Edward Francis Blewitt (January 2, 1859  May 26, 1926) was an American civil engineer, businessman, and politician who served as a Democratic member of the Pennsylvania State Senate for the 22nd district from 1907 to 1910. He was a maternal great-grandfather of Joe Biden, the 46th and current president of the United States.

Early life and education 
Blewitt was born in New Orleans, Louisiana, to Patrick and Catherine (Scanlon) Blewitt, who were emigrants from Ballina, County Mayo, Ireland. Blewitt attended Lafayette College, serving as class president, and earned a Bachelor of Science degree in civil engineering in 1879.

Career
Blewitt worked as an engineer in Lehigh Valley, Pennsylvania mining operations. He worked as the City Engineer of Scranton, Pennsylvania, and as chief engineer of the Guadalajara, Mexico sewer and water system from 1883 to 1893. In 1883, he was elected to one term as school controller of Scranton ending in 1884. He worked as state engineer of the State of Jalisco, Mexico from 1900 to 1901.

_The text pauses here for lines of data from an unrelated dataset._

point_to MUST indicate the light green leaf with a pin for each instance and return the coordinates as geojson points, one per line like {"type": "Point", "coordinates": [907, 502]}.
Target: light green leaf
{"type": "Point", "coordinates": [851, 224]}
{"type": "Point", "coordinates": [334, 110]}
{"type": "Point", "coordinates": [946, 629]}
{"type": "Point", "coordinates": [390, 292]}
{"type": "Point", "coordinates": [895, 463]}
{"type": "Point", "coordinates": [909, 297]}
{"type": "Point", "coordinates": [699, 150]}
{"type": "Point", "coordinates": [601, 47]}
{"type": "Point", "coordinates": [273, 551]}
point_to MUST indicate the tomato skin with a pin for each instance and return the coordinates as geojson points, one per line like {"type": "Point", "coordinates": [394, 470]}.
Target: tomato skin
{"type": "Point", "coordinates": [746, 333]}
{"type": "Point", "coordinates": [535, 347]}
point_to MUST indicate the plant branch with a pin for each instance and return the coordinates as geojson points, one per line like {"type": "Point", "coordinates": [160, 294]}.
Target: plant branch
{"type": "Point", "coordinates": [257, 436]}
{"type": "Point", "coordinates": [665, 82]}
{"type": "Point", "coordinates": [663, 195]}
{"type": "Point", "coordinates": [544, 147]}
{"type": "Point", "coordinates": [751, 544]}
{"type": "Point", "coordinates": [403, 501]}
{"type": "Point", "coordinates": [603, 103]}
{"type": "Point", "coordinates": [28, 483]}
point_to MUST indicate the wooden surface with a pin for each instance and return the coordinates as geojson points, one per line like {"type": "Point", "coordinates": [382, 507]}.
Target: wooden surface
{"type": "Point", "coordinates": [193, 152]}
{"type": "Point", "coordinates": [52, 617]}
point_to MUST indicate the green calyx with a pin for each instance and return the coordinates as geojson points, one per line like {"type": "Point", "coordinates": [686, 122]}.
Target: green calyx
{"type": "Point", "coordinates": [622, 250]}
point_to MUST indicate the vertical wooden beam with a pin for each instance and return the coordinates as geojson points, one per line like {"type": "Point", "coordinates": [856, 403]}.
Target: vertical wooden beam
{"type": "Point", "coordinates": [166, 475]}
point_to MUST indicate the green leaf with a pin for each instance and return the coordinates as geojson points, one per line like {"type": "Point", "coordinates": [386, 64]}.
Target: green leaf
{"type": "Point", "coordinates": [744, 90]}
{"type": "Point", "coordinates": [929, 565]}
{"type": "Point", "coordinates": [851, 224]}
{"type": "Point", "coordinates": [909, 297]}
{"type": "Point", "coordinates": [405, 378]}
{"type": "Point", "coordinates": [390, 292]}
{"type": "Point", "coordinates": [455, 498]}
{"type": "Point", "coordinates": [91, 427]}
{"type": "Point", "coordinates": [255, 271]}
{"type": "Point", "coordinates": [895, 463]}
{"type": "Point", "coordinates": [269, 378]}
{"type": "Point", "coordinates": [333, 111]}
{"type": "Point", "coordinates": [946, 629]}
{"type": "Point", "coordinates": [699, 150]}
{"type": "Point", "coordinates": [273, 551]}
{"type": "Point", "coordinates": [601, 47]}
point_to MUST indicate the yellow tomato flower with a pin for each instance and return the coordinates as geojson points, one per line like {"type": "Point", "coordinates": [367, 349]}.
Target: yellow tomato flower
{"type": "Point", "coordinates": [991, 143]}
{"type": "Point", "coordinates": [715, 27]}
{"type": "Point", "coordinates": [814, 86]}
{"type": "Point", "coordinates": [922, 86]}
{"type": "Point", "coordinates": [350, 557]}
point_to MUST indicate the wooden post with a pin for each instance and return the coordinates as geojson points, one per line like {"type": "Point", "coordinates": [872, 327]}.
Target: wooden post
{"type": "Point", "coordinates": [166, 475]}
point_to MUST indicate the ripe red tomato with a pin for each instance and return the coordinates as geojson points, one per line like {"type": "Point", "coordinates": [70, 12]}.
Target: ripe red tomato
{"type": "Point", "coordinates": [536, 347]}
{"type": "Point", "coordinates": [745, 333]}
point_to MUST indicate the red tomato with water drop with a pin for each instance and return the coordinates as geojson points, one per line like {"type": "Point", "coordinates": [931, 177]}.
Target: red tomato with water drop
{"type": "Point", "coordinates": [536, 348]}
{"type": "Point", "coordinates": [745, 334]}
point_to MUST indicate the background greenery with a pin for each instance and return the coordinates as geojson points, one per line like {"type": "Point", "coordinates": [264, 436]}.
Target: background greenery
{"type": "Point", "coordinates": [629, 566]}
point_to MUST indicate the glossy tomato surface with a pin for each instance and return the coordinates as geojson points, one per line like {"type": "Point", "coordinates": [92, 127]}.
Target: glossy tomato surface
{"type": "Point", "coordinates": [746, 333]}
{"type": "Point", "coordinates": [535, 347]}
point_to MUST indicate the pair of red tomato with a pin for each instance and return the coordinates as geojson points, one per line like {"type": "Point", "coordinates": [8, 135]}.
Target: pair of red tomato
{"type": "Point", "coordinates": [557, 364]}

In 1906, Blewitt was elected as a member of the Pennsylvania Senate for the 22nd district from 1907 to 1910. Blewitt was the first Irish-Catholic to serve in the Pennsylvania General Assembly.

In 1903, he founded the Edward F. Gold Mining Company, a silver and gold mining operation in Montana.

Blewitt was the co-founder of the Friendly Sons of St. Patrick in Scranton in 1908 and was a member of the Benevolent and Protective Order of Elks.

Personal life 
He married Mary Ellen Stanton in 1879. They had four children together: Gertrude, Patrick, Arthur, and Geraldine. From this marriage (through their daughter Geraldine), Blewitt is the matrilineal great-grandfather of Joe Biden, the 46th president of the United States. His wife died in 1887, and in 1891 Blewitt was remarried to Mary Ann Blackwell.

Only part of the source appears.